Since there is no existing research on this specific dataset, comparisons with other datasets alone are insufficient. Therefore, we have planned to compare our results with future studies that utilize this dataset. Additionally, if we obtain any datasets with similar features, we will also evaluate our model on those to assess its generalizability.

4. Conclusions

Dengue fever is a viral disease mainly spread by female Aedes mosquitoes, particularly Aedes aegypti. From 1980 up to 11 May 2025, over 37.7 million dengue cases and more than 20,000 deaths were reported in the Americas, and 3.9 billion people in 129+ countries are at risk of dengue fever. This study proposes three SBMHAs wrapped with an XGBoost classifier to enhance dengue fever prediction. The proposed frameworks are GJO-XGBoost, FOX-XGBoost, and SLO-XGBoost. The GJO-XGBoost achieved a 10-fold cross-validation mean accuracy of 99.89%, an F-score of 99.92%, a precision of 99.84%, and a perfect recall of 100% by using only two features: WBC Count and Platelet Count. However, FOX-XGBoost and SLO-XGBoost showed the same performance by using the four (Sex, Hemoglobin, WBC Count, and Platelet Count) and three (Hemoglobin, WBC Count, and Platelet Count) most impactful features, respectively. GJO-XGBoost takes the lowest average training and test time at 50.13 ms and 10.88 ms, respectively. SHAP analysis showed that WBC Count is the most impactful feature for dengue fever classification, with the highest SHAP values in each model. SHAP also indicated that a lower value of WBC Count is a good indicator of dengue fever. Additionally, the DiCE explanation indicated that the misclassification of index 795 can be corrected by increasing the value of WBC Count.
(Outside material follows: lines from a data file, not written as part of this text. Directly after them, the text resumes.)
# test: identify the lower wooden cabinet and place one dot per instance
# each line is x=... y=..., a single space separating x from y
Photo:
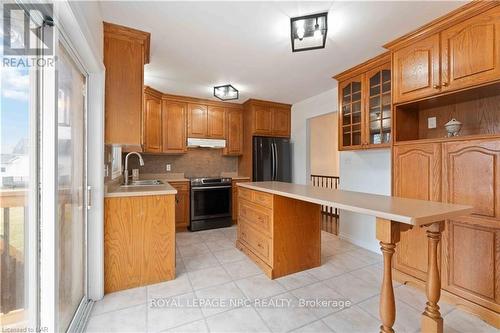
x=234 y=197
x=181 y=204
x=461 y=172
x=139 y=241
x=272 y=232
We used the PCD dataset, which contains 931 usable samples, relatively small in size. Therefore, the limited dataset size is one of the main limitations of our study. Additionally, due to the varying feature sets across other publicly available dengue datasets, we were unable to directly implement the proposed models on them for comparative evaluation. We intend to investigate the performance of our models further if similar datasets become available in the future.